29年7月には、北九州鉄道(現在のJR九州・筑肥線の主要部を建設・運営した鉄道会社)の「福岡蓑島駅」(37年10月に国有化にともない「筑前蓑島駅」へと改称)が現在の美野島3丁目に開業した。すると、駅を中心として博多織やゴムなどの工場が次々と新設。なかでも、日本足袋(株)(37年4月に日本ゴム(株)へ商号変更/現在のアサヒシューズ(株))が輸出ゴム靴専用工場として駅開業前の28年に新設した福岡工場は、約3万坪の敷地に約4,000人もの従業員が勤める巨大なもので、当時の福岡市では最大級の工場だったようだ。

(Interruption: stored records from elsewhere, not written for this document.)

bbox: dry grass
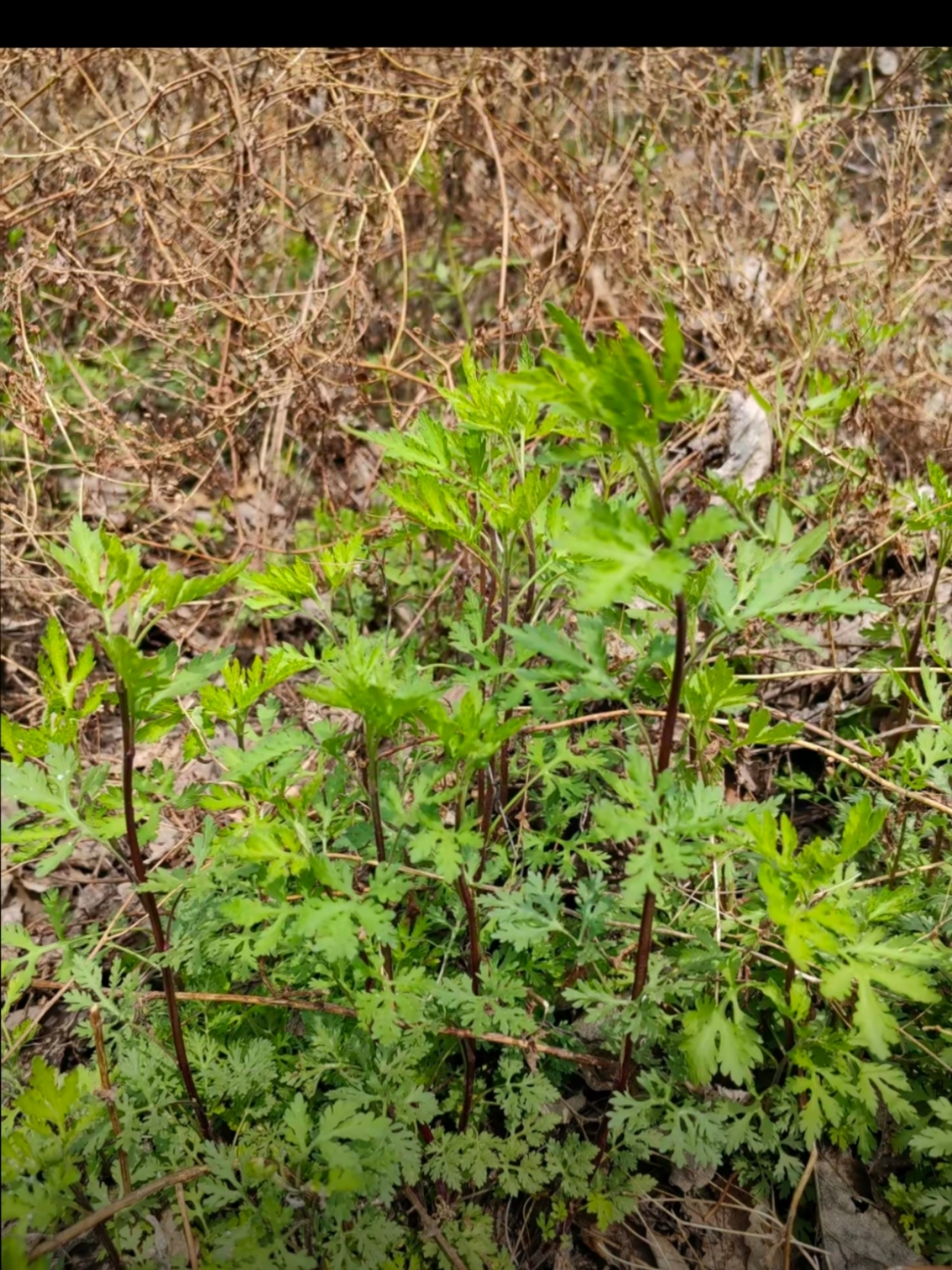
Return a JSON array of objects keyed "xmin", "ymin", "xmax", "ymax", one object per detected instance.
[{"xmin": 0, "ymin": 49, "xmax": 952, "ymax": 686}]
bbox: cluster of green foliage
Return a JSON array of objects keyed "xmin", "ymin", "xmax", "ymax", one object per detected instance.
[{"xmin": 3, "ymin": 310, "xmax": 952, "ymax": 1270}]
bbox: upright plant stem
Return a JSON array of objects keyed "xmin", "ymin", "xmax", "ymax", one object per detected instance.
[
  {"xmin": 115, "ymin": 678, "xmax": 214, "ymax": 1142},
  {"xmin": 617, "ymin": 594, "xmax": 688, "ymax": 1090},
  {"xmin": 456, "ymin": 773, "xmax": 482, "ymax": 1132},
  {"xmin": 367, "ymin": 731, "xmax": 393, "ymax": 979}
]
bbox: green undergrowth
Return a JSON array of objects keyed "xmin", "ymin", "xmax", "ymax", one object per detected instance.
[{"xmin": 3, "ymin": 310, "xmax": 952, "ymax": 1270}]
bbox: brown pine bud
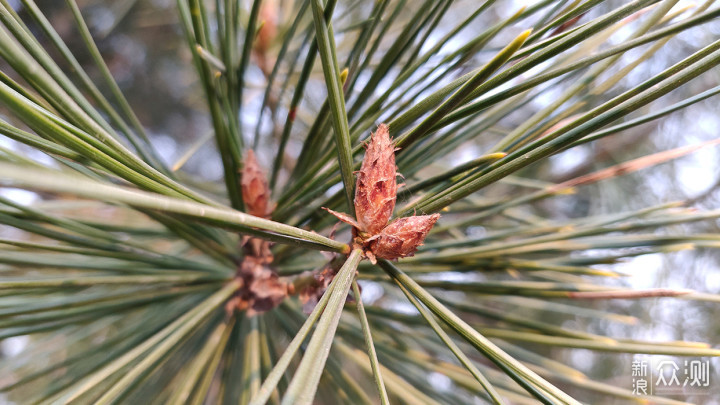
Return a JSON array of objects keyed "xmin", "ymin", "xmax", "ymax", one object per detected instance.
[
  {"xmin": 354, "ymin": 124, "xmax": 398, "ymax": 235},
  {"xmin": 240, "ymin": 149, "xmax": 274, "ymax": 218},
  {"xmin": 370, "ymin": 214, "xmax": 440, "ymax": 260}
]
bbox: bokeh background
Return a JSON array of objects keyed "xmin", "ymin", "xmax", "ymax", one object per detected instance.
[{"xmin": 0, "ymin": 0, "xmax": 720, "ymax": 404}]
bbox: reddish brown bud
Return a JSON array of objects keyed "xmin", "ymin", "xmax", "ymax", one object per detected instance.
[
  {"xmin": 370, "ymin": 214, "xmax": 440, "ymax": 260},
  {"xmin": 240, "ymin": 149, "xmax": 274, "ymax": 218},
  {"xmin": 354, "ymin": 124, "xmax": 398, "ymax": 235}
]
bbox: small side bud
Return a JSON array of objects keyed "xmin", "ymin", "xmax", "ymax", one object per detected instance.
[
  {"xmin": 354, "ymin": 124, "xmax": 398, "ymax": 235},
  {"xmin": 240, "ymin": 149, "xmax": 274, "ymax": 218},
  {"xmin": 370, "ymin": 214, "xmax": 440, "ymax": 260}
]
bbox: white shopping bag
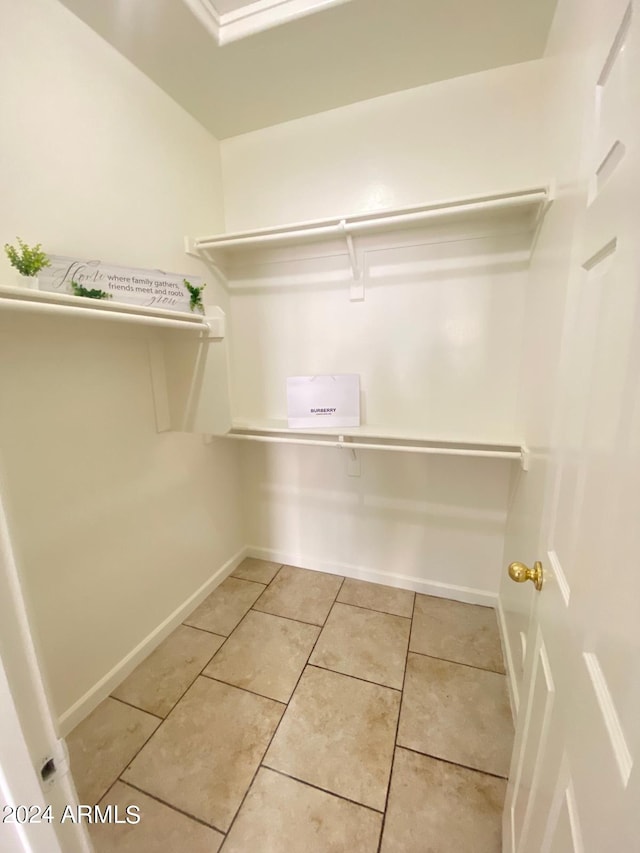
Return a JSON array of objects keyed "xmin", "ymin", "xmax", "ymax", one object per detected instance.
[{"xmin": 287, "ymin": 373, "xmax": 360, "ymax": 429}]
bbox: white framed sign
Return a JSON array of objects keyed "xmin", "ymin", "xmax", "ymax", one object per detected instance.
[
  {"xmin": 38, "ymin": 255, "xmax": 203, "ymax": 312},
  {"xmin": 287, "ymin": 373, "xmax": 360, "ymax": 429}
]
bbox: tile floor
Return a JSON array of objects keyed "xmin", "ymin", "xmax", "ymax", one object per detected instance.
[{"xmin": 67, "ymin": 559, "xmax": 513, "ymax": 853}]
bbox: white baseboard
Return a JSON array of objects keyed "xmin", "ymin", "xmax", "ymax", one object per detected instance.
[
  {"xmin": 58, "ymin": 548, "xmax": 248, "ymax": 737},
  {"xmin": 246, "ymin": 545, "xmax": 498, "ymax": 608},
  {"xmin": 496, "ymin": 596, "xmax": 520, "ymax": 723}
]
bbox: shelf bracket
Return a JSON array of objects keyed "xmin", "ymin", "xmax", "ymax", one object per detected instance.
[
  {"xmin": 337, "ymin": 435, "xmax": 360, "ymax": 477},
  {"xmin": 184, "ymin": 237, "xmax": 202, "ymax": 260},
  {"xmin": 340, "ymin": 219, "xmax": 364, "ymax": 302}
]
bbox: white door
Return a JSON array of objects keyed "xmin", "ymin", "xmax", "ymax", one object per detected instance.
[{"xmin": 503, "ymin": 0, "xmax": 640, "ymax": 853}]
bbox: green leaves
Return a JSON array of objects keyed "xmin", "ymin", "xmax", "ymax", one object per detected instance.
[
  {"xmin": 4, "ymin": 237, "xmax": 51, "ymax": 276},
  {"xmin": 71, "ymin": 279, "xmax": 111, "ymax": 299},
  {"xmin": 182, "ymin": 278, "xmax": 207, "ymax": 314}
]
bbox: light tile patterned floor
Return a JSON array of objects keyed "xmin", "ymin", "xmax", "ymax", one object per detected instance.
[{"xmin": 67, "ymin": 559, "xmax": 513, "ymax": 853}]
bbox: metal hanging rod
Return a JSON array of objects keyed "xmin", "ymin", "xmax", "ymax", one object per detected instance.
[
  {"xmin": 0, "ymin": 297, "xmax": 210, "ymax": 333},
  {"xmin": 189, "ymin": 187, "xmax": 549, "ymax": 251},
  {"xmin": 225, "ymin": 432, "xmax": 522, "ymax": 460}
]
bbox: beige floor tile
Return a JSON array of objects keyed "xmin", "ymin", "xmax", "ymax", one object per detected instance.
[
  {"xmin": 398, "ymin": 653, "xmax": 513, "ymax": 777},
  {"xmin": 309, "ymin": 604, "xmax": 411, "ymax": 690},
  {"xmin": 264, "ymin": 667, "xmax": 400, "ymax": 810},
  {"xmin": 380, "ymin": 749, "xmax": 507, "ymax": 853},
  {"xmin": 255, "ymin": 566, "xmax": 342, "ymax": 625},
  {"xmin": 184, "ymin": 577, "xmax": 265, "ymax": 637},
  {"xmin": 338, "ymin": 578, "xmax": 415, "ymax": 618},
  {"xmin": 123, "ymin": 677, "xmax": 284, "ymax": 832},
  {"xmin": 112, "ymin": 625, "xmax": 224, "ymax": 717},
  {"xmin": 223, "ymin": 768, "xmax": 382, "ymax": 853},
  {"xmin": 89, "ymin": 782, "xmax": 224, "ymax": 853},
  {"xmin": 203, "ymin": 610, "xmax": 320, "ymax": 702},
  {"xmin": 231, "ymin": 557, "xmax": 282, "ymax": 583},
  {"xmin": 409, "ymin": 595, "xmax": 505, "ymax": 672},
  {"xmin": 66, "ymin": 698, "xmax": 161, "ymax": 805}
]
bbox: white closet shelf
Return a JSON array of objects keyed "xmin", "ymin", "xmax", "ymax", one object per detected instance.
[
  {"xmin": 185, "ymin": 186, "xmax": 552, "ymax": 275},
  {"xmin": 0, "ymin": 287, "xmax": 217, "ymax": 336},
  {"xmin": 226, "ymin": 420, "xmax": 528, "ymax": 470}
]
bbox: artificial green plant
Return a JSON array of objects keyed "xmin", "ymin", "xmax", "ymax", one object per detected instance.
[{"xmin": 4, "ymin": 237, "xmax": 51, "ymax": 278}]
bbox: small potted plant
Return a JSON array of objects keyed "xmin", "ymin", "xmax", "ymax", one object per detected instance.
[
  {"xmin": 4, "ymin": 237, "xmax": 51, "ymax": 290},
  {"xmin": 183, "ymin": 278, "xmax": 207, "ymax": 314},
  {"xmin": 71, "ymin": 279, "xmax": 111, "ymax": 299}
]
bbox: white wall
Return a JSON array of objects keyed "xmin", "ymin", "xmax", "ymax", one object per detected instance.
[
  {"xmin": 500, "ymin": 0, "xmax": 600, "ymax": 706},
  {"xmin": 220, "ymin": 61, "xmax": 549, "ymax": 231},
  {"xmin": 0, "ymin": 0, "xmax": 244, "ymax": 730},
  {"xmin": 221, "ymin": 62, "xmax": 549, "ymax": 603}
]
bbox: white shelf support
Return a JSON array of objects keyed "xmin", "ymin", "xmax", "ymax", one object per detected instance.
[
  {"xmin": 185, "ymin": 186, "xmax": 552, "ymax": 282},
  {"xmin": 225, "ymin": 430, "xmax": 523, "ymax": 462},
  {"xmin": 0, "ymin": 297, "xmax": 211, "ymax": 337},
  {"xmin": 340, "ymin": 219, "xmax": 364, "ymax": 302}
]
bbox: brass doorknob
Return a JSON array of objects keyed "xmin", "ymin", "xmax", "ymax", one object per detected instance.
[{"xmin": 509, "ymin": 560, "xmax": 543, "ymax": 592}]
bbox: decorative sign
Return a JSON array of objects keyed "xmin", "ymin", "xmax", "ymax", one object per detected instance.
[
  {"xmin": 38, "ymin": 255, "xmax": 202, "ymax": 312},
  {"xmin": 287, "ymin": 373, "xmax": 360, "ymax": 428}
]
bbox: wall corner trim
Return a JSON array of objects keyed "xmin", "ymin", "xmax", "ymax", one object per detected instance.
[{"xmin": 58, "ymin": 548, "xmax": 247, "ymax": 737}]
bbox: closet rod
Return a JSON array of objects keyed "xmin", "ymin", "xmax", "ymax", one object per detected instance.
[
  {"xmin": 195, "ymin": 190, "xmax": 547, "ymax": 250},
  {"xmin": 0, "ymin": 298, "xmax": 210, "ymax": 332},
  {"xmin": 224, "ymin": 432, "xmax": 522, "ymax": 459}
]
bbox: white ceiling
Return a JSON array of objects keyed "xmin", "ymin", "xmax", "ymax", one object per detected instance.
[
  {"xmin": 60, "ymin": 0, "xmax": 556, "ymax": 139},
  {"xmin": 182, "ymin": 0, "xmax": 351, "ymax": 44}
]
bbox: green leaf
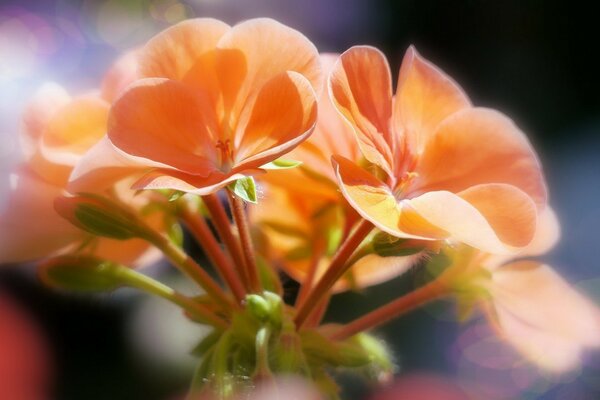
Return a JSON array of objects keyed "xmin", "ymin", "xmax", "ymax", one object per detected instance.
[
  {"xmin": 165, "ymin": 216, "xmax": 183, "ymax": 247},
  {"xmin": 260, "ymin": 158, "xmax": 302, "ymax": 169},
  {"xmin": 229, "ymin": 176, "xmax": 257, "ymax": 204}
]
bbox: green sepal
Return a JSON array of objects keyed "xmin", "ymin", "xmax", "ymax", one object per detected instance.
[
  {"xmin": 164, "ymin": 215, "xmax": 184, "ymax": 247},
  {"xmin": 54, "ymin": 193, "xmax": 144, "ymax": 240},
  {"xmin": 190, "ymin": 331, "xmax": 223, "ymax": 357},
  {"xmin": 346, "ymin": 333, "xmax": 396, "ymax": 382},
  {"xmin": 228, "ymin": 176, "xmax": 258, "ymax": 204},
  {"xmin": 169, "ymin": 190, "xmax": 185, "ymax": 202},
  {"xmin": 260, "ymin": 158, "xmax": 302, "ymax": 169},
  {"xmin": 38, "ymin": 255, "xmax": 128, "ymax": 292},
  {"xmin": 372, "ymin": 232, "xmax": 424, "ymax": 257}
]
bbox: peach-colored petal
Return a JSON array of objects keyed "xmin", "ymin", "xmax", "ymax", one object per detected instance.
[
  {"xmin": 139, "ymin": 18, "xmax": 230, "ymax": 80},
  {"xmin": 484, "ymin": 207, "xmax": 560, "ymax": 271},
  {"xmin": 458, "ymin": 183, "xmax": 537, "ymax": 247},
  {"xmin": 519, "ymin": 207, "xmax": 560, "ymax": 256},
  {"xmin": 29, "ymin": 96, "xmax": 109, "ymax": 187},
  {"xmin": 42, "ymin": 96, "xmax": 109, "ymax": 157},
  {"xmin": 100, "ymin": 50, "xmax": 138, "ymax": 103},
  {"xmin": 0, "ymin": 168, "xmax": 81, "ymax": 263},
  {"xmin": 489, "ymin": 261, "xmax": 600, "ymax": 370},
  {"xmin": 67, "ymin": 136, "xmax": 151, "ymax": 193},
  {"xmin": 108, "ymin": 78, "xmax": 218, "ymax": 176},
  {"xmin": 329, "ymin": 46, "xmax": 395, "ymax": 175},
  {"xmin": 234, "ymin": 72, "xmax": 317, "ymax": 168},
  {"xmin": 401, "ymin": 191, "xmax": 520, "ymax": 254},
  {"xmin": 132, "ymin": 169, "xmax": 253, "ymax": 196},
  {"xmin": 21, "ymin": 82, "xmax": 71, "ymax": 158},
  {"xmin": 217, "ymin": 18, "xmax": 323, "ymax": 128},
  {"xmin": 333, "ymin": 156, "xmax": 440, "ymax": 239},
  {"xmin": 417, "ymin": 108, "xmax": 546, "ymax": 206},
  {"xmin": 393, "ymin": 46, "xmax": 470, "ymax": 153}
]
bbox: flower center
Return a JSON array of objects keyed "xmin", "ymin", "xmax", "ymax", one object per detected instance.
[
  {"xmin": 216, "ymin": 139, "xmax": 233, "ymax": 172},
  {"xmin": 394, "ymin": 172, "xmax": 419, "ymax": 200}
]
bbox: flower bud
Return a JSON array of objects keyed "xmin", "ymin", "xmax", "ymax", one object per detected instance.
[
  {"xmin": 38, "ymin": 255, "xmax": 126, "ymax": 292},
  {"xmin": 54, "ymin": 195, "xmax": 143, "ymax": 240}
]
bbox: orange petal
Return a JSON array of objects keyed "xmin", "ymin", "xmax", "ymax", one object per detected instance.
[
  {"xmin": 417, "ymin": 108, "xmax": 546, "ymax": 206},
  {"xmin": 108, "ymin": 78, "xmax": 217, "ymax": 176},
  {"xmin": 490, "ymin": 261, "xmax": 600, "ymax": 371},
  {"xmin": 42, "ymin": 96, "xmax": 109, "ymax": 157},
  {"xmin": 333, "ymin": 156, "xmax": 438, "ymax": 239},
  {"xmin": 234, "ymin": 72, "xmax": 317, "ymax": 171},
  {"xmin": 458, "ymin": 183, "xmax": 537, "ymax": 247},
  {"xmin": 0, "ymin": 168, "xmax": 81, "ymax": 263},
  {"xmin": 401, "ymin": 191, "xmax": 524, "ymax": 254},
  {"xmin": 329, "ymin": 46, "xmax": 395, "ymax": 175},
  {"xmin": 520, "ymin": 207, "xmax": 560, "ymax": 256},
  {"xmin": 139, "ymin": 18, "xmax": 230, "ymax": 80},
  {"xmin": 100, "ymin": 50, "xmax": 138, "ymax": 103},
  {"xmin": 393, "ymin": 46, "xmax": 470, "ymax": 153},
  {"xmin": 289, "ymin": 54, "xmax": 361, "ymax": 182},
  {"xmin": 131, "ymin": 169, "xmax": 253, "ymax": 196},
  {"xmin": 21, "ymin": 83, "xmax": 71, "ymax": 158},
  {"xmin": 67, "ymin": 136, "xmax": 149, "ymax": 193},
  {"xmin": 217, "ymin": 18, "xmax": 323, "ymax": 127},
  {"xmin": 29, "ymin": 96, "xmax": 108, "ymax": 187}
]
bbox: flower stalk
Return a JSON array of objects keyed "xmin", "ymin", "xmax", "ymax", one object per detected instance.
[
  {"xmin": 180, "ymin": 206, "xmax": 246, "ymax": 303},
  {"xmin": 295, "ymin": 220, "xmax": 373, "ymax": 329},
  {"xmin": 227, "ymin": 190, "xmax": 261, "ymax": 293}
]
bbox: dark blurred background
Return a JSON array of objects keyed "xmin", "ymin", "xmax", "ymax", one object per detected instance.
[{"xmin": 0, "ymin": 0, "xmax": 600, "ymax": 400}]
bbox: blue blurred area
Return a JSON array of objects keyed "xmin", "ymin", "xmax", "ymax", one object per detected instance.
[{"xmin": 0, "ymin": 0, "xmax": 600, "ymax": 400}]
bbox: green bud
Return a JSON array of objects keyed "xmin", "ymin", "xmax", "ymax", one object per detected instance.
[
  {"xmin": 260, "ymin": 158, "xmax": 302, "ymax": 169},
  {"xmin": 39, "ymin": 255, "xmax": 127, "ymax": 292},
  {"xmin": 372, "ymin": 232, "xmax": 425, "ymax": 257},
  {"xmin": 54, "ymin": 195, "xmax": 140, "ymax": 240},
  {"xmin": 229, "ymin": 176, "xmax": 257, "ymax": 203},
  {"xmin": 246, "ymin": 294, "xmax": 271, "ymax": 322}
]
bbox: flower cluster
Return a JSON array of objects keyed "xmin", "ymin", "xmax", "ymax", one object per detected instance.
[{"xmin": 0, "ymin": 19, "xmax": 600, "ymax": 399}]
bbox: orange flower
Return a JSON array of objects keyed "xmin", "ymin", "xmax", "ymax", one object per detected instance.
[
  {"xmin": 468, "ymin": 209, "xmax": 600, "ymax": 372},
  {"xmin": 73, "ymin": 19, "xmax": 321, "ymax": 195},
  {"xmin": 0, "ymin": 53, "xmax": 162, "ymax": 265},
  {"xmin": 255, "ymin": 54, "xmax": 418, "ymax": 291},
  {"xmin": 329, "ymin": 46, "xmax": 546, "ymax": 253}
]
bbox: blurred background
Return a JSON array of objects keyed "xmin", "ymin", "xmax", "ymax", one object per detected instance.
[{"xmin": 0, "ymin": 0, "xmax": 600, "ymax": 400}]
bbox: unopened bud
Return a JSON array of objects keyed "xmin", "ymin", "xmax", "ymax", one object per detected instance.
[
  {"xmin": 54, "ymin": 195, "xmax": 146, "ymax": 240},
  {"xmin": 39, "ymin": 255, "xmax": 126, "ymax": 292}
]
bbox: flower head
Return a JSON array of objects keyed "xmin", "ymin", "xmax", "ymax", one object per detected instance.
[
  {"xmin": 329, "ymin": 46, "xmax": 546, "ymax": 253},
  {"xmin": 0, "ymin": 55, "xmax": 163, "ymax": 266},
  {"xmin": 73, "ymin": 19, "xmax": 321, "ymax": 194},
  {"xmin": 454, "ymin": 209, "xmax": 600, "ymax": 372}
]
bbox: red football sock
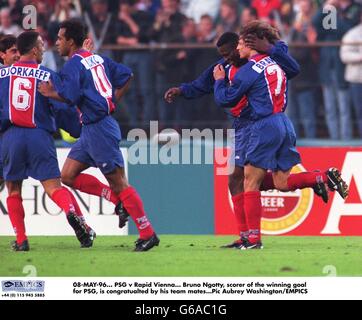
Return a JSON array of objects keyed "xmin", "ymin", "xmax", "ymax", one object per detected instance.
[
  {"xmin": 6, "ymin": 194, "xmax": 27, "ymax": 244},
  {"xmin": 244, "ymin": 191, "xmax": 262, "ymax": 243},
  {"xmin": 51, "ymin": 187, "xmax": 75, "ymax": 215},
  {"xmin": 119, "ymin": 187, "xmax": 154, "ymax": 240},
  {"xmin": 232, "ymin": 192, "xmax": 248, "ymax": 236},
  {"xmin": 73, "ymin": 173, "xmax": 119, "ymax": 205},
  {"xmin": 260, "ymin": 172, "xmax": 275, "ymax": 191},
  {"xmin": 69, "ymin": 191, "xmax": 88, "ymax": 226},
  {"xmin": 287, "ymin": 172, "xmax": 327, "ymax": 191}
]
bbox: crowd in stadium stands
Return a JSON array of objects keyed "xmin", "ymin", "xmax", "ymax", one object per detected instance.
[{"xmin": 0, "ymin": 0, "xmax": 362, "ymax": 140}]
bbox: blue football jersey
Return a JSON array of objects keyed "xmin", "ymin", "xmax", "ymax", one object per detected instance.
[
  {"xmin": 54, "ymin": 50, "xmax": 132, "ymax": 125},
  {"xmin": 214, "ymin": 54, "xmax": 300, "ymax": 120},
  {"xmin": 0, "ymin": 61, "xmax": 59, "ymax": 132}
]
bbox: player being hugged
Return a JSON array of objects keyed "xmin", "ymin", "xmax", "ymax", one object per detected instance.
[
  {"xmin": 39, "ymin": 19, "xmax": 159, "ymax": 251},
  {"xmin": 0, "ymin": 31, "xmax": 95, "ymax": 251},
  {"xmin": 214, "ymin": 21, "xmax": 348, "ymax": 249}
]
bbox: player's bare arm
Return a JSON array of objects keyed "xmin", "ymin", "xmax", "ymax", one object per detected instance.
[
  {"xmin": 82, "ymin": 38, "xmax": 94, "ymax": 52},
  {"xmin": 164, "ymin": 87, "xmax": 182, "ymax": 103},
  {"xmin": 38, "ymin": 80, "xmax": 66, "ymax": 102},
  {"xmin": 244, "ymin": 35, "xmax": 273, "ymax": 53}
]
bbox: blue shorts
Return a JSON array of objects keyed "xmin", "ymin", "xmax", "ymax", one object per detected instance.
[
  {"xmin": 1, "ymin": 126, "xmax": 60, "ymax": 181},
  {"xmin": 231, "ymin": 118, "xmax": 253, "ymax": 167},
  {"xmin": 0, "ymin": 133, "xmax": 4, "ymax": 178},
  {"xmin": 235, "ymin": 113, "xmax": 301, "ymax": 171},
  {"xmin": 68, "ymin": 116, "xmax": 124, "ymax": 174}
]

これらの工場で働く従業員とその家族など多くの人が集まり、周辺には新たに住宅街が形成。その一方で、人々の生活を支えるために商店が集積していったのが、元祖“博多の台所”といわれる現在の「美野島商店街」の始まりだったとされている。
こうして戦前にかけて住吉・美野島エリアでは、現在に至るまちの基礎が次第に形成されていった。
現代
工業地帯の衰退とキャナルの誕生終戦直前の45年6月に福岡のまちを襲った「福岡大空襲」では、幸いなことに、住吉・美野島エリアへの被害はほとんどなかったとされる。そのため、両エリアは47年1月から行われた「戦災復興土地区画整理事業」の対象地域にも入っておらず、良くも悪くも戦前からのまちの面影を色濃く引き継いでいるといえよう。狭隘で不規則な道路形状や、密度の高い住宅・商店、独特な宅地の形状などは、その最たるものだ。
戦後、GHQによる公娼廃止指令を受けて赤線区域(半ば公認で売春が行われていた区域)となった新柳町だが、その後、58年4月に売春防止法が施行されたことで、赤線が廃止。新柳町は後に「清川」へと町名が改正されるのだが、花街・新柳町遊郭の灯が途絶えたことで、対岸の住吉・美野島エリアの活況にも、少なからず影響があった模様だ。